A distinguished member of a long line of Westerns that are also requiems for the Western, with this one set at about the same time as the dark and apocalyptic The Wild Bunch. William Goldman's script and George Roy Hill's direction keep everything zipping along merrily, even in the direst moments. The cleverest stylistic touch is the use of both period and fake-period photography and footage as chapter markers in the story. Highly recommended.


Shane: adapted by A.B. Guthrie Jr. and Jack Sher from the novel by Jack Schaefer; directed by George Stevens; starring Alan Ladd (Shane), Jean Arthur (Marian Starrett), Van Heflin (Joe Starrett), Brandon de Wilde (Joey Starrett), Jack Palance (Jack Wilson), and Ben Johnson (Chris Calloway) (1953): George Steven's elegy to the end of Western expansion, and the attendant end of gunslingers and open ranching, holds up pretty well: the things that might annoy us now also annoyed Francois Truffaut when it came out. Stevens loves having animal behaviour comment on the human proceedings, a love that sometimes borders on unintentional comedy. Well, he did cut his directorial teeth on Laurel and Hardy!

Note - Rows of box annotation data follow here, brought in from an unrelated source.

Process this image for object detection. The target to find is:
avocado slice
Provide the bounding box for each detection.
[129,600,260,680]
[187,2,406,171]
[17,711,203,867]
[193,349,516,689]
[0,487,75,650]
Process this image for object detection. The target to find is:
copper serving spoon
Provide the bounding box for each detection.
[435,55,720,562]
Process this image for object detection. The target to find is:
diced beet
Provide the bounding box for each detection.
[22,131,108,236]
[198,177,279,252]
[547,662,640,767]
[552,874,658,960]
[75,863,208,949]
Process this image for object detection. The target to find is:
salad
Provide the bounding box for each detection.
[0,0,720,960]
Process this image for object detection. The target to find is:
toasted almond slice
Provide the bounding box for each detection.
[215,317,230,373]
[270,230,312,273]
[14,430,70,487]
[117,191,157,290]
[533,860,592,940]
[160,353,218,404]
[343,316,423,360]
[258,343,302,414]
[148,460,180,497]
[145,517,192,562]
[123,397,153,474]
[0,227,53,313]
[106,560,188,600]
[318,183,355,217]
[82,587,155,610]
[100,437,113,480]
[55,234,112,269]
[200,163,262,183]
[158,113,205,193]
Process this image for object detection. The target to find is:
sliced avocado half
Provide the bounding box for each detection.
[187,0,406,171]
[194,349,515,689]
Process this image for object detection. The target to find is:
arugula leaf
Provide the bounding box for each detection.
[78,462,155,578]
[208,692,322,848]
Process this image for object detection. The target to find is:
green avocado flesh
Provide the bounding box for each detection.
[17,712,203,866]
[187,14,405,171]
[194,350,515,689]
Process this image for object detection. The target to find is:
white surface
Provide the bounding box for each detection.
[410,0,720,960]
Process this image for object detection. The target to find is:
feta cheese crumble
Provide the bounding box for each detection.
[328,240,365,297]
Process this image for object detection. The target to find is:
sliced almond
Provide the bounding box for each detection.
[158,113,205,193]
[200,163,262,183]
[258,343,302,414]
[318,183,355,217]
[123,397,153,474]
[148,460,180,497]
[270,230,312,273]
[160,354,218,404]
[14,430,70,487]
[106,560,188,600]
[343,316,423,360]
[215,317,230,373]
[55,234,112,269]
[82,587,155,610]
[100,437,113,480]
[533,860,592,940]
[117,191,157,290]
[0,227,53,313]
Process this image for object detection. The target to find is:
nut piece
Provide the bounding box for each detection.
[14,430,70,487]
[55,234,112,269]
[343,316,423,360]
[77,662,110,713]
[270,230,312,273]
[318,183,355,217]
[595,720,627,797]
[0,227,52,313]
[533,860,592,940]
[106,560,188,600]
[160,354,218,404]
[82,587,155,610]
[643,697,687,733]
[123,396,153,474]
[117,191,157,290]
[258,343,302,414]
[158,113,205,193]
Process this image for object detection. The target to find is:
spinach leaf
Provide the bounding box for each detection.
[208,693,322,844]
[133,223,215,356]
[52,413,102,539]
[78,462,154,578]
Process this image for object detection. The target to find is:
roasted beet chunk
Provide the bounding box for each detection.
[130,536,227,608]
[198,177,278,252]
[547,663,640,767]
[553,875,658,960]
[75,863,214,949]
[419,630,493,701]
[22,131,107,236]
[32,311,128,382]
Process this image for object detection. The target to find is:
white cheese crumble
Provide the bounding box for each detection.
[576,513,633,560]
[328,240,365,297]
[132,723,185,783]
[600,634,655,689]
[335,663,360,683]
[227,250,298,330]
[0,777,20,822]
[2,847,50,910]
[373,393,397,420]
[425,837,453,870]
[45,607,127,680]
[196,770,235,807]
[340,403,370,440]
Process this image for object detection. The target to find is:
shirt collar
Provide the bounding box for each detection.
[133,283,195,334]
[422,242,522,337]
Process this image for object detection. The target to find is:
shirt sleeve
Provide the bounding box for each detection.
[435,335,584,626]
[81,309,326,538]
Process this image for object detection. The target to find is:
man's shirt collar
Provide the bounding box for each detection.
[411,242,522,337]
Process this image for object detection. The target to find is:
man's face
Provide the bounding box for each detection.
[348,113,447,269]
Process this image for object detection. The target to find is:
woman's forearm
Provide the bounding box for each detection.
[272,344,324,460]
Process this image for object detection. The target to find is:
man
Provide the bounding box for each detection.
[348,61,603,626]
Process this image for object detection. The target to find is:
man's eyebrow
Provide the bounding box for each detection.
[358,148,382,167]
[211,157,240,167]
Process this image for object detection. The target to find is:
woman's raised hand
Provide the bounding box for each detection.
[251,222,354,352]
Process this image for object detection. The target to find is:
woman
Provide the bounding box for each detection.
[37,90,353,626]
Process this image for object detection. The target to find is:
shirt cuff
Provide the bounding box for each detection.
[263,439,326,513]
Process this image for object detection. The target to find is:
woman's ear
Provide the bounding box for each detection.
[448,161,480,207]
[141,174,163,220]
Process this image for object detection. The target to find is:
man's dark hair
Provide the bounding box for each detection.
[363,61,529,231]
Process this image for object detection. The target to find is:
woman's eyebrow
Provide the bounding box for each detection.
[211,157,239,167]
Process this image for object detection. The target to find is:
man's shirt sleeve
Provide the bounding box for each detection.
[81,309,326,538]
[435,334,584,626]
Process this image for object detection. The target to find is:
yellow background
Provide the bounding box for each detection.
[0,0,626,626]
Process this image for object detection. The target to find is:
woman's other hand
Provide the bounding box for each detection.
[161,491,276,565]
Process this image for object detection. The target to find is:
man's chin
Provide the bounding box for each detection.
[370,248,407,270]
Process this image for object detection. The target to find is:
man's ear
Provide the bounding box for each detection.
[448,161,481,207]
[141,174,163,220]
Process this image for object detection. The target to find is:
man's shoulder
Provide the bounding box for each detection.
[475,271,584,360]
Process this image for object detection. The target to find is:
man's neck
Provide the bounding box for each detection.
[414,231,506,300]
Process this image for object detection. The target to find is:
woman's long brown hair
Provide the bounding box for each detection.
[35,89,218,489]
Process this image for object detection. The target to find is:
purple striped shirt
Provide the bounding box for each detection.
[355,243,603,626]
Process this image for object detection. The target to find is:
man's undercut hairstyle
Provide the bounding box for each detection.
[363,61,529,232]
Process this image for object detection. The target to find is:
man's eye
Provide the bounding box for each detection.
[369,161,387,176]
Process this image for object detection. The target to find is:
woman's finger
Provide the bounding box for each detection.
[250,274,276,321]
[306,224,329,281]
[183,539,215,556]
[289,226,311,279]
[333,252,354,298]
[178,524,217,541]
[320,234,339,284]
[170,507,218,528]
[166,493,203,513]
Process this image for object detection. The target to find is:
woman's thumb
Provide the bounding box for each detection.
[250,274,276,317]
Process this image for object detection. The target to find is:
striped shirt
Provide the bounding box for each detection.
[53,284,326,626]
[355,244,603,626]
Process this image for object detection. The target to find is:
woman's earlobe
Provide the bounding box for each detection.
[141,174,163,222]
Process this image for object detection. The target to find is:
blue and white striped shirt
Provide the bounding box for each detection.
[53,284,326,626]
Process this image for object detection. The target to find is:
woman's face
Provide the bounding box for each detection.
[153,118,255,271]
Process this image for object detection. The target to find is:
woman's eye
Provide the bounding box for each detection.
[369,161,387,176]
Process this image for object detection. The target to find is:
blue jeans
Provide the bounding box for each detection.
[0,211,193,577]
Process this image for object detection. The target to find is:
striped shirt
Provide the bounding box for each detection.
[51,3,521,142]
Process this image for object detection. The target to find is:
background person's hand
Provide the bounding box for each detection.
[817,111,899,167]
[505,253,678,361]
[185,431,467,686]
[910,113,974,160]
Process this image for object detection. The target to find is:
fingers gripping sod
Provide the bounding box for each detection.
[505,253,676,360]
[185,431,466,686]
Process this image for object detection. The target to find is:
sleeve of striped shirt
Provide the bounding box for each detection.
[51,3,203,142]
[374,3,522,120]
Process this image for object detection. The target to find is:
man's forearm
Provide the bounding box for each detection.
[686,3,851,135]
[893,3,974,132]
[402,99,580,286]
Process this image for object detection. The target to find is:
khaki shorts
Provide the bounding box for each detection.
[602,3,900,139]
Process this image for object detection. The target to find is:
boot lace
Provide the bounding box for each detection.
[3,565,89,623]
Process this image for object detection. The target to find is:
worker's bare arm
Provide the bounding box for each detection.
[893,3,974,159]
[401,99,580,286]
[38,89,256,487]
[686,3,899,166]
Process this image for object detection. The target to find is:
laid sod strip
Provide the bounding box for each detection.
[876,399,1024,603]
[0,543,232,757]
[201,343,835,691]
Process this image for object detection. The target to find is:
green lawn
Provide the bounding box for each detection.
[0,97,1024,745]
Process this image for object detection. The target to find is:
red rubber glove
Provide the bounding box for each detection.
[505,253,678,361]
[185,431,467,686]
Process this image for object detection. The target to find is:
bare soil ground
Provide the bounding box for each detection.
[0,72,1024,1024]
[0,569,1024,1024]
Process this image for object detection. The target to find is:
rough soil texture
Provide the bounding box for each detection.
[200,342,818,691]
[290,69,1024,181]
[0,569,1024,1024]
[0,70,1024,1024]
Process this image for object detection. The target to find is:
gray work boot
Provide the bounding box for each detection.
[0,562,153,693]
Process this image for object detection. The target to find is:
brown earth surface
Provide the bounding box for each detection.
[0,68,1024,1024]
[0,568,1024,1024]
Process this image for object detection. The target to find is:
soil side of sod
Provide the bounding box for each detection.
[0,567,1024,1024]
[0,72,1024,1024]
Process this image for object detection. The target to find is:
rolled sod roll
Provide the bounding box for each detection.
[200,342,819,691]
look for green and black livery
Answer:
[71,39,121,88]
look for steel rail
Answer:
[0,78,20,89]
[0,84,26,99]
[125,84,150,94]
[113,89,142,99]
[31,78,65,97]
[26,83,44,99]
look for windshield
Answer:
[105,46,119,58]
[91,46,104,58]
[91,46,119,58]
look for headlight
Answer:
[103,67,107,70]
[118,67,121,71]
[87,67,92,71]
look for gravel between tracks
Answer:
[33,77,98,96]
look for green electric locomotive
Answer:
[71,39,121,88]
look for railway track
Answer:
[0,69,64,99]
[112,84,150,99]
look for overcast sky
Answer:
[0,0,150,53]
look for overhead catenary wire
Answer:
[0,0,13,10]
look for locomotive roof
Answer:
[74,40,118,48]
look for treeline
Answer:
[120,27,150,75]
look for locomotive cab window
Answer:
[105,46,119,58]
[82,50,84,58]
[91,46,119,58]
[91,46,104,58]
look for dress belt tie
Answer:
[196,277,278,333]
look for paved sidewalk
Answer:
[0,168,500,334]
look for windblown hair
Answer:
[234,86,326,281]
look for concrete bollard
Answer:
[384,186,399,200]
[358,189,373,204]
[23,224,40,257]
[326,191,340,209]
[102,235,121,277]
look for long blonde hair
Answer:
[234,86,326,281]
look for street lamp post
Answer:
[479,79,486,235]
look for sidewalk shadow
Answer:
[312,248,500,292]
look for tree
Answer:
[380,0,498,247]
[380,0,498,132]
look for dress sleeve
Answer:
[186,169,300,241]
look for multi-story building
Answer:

The other flaw, the annoying Brandon de Wilde as Joey Starrett, the boy who idolizes Alan Ladd's melancholy gunslinger Shane, sometimes make one long for a CGI-corrected version of the film with someone less strident as the boy. So it goes. The adults are all great, from Ladd's noble gunslinger to Van Heflin's naturalistically played farmer and Jean Arthur's hopeful wife to Van heflin, all the way to the grimy land baron and his ruthless mob and, at the end of it all, Jack Palance as the menancing hired gun brought in to drive the farmers off land the rancher wants for grazing. Looming above all the action are the majestic Grand Tetons, setting the affairs of humans against the Sublime and indifferent arc of geological time. Recommended.